22.I do agree with counsel for the respondent that the orders made on 17th February 2021 in my view are intertwined such that you cannot deal with Order (b) without touching on the subject relating with order number (a) which is the core of the pending appeal. To avoid repeating the exercise in case the appellate court rules against the appellant, it would be prudent to await the general outcome of the appeal so that viva voce evidence is taken once and for all.
23.Accordingly, it’s my finding that the issues being raised by the applicant herein were canvassed on the 6th October, 2021. The court also pronounced itself on the same thus the application is barred by the doctrine of Res Judicata.
24.On whether the application is subjudice, the petitioner’s counsel submitted that the application was Sub Judice as the viva voce evidence which is to be taken concerned issues that are directly and substantially in issue in the appeal filed by the respondent. That though the appeal may seem as merely against order (a) only, the said order was inextricably linked with order (b) and there was no way the court of appeal could handle one without dealing with the other. I quite agree with learned counsel that holding viva voce proceedings at this stage will definitely overlap on the subject matter pending before the court of appeal.
25.In arriving at the above conclusion, I am guided by the holding in the case of Republic v Paul Kihara Kariuki, Attorney General & 2 others Ex parte Law Society of Kenya  eKLR in which the court considered the doctrine of subjudice and made the following observation:
26.I must note that there is an appeal pending in the Court of Appeal as indicated which resulted to this matter being stood over generally by this court on the 6th October, 2021.Dealing with this matter before the conclusion of the said appeal would amount to subjudice.
27.On whether the application herein is a mounts to abuse of court process, counsel for the petitioner submitted that the application was a classic example of piecemeal litigation or litigation by instalments as it required issues touching on the same matter be dealt with in pieces by 2 different courts of competent jurisdiction.
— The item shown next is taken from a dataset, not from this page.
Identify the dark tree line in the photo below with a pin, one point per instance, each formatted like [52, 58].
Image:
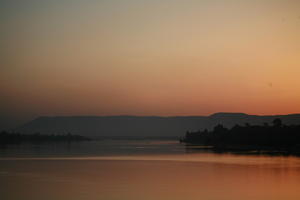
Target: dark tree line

That it was impractical for one order to be dealt with by the court of appeal and another by this court yet they both relate to the administration of the same estate. I do agree also with learned counsel that to continue with piecemeal litigation would lead to contradictions, attract unnecessary costs/expenses, delays/wastage of time in the administration of disputes hence abuse of the court process.
28.The upshot of the above finding is that the application lacks merit and it’s hereby dismissed with no order as to costs.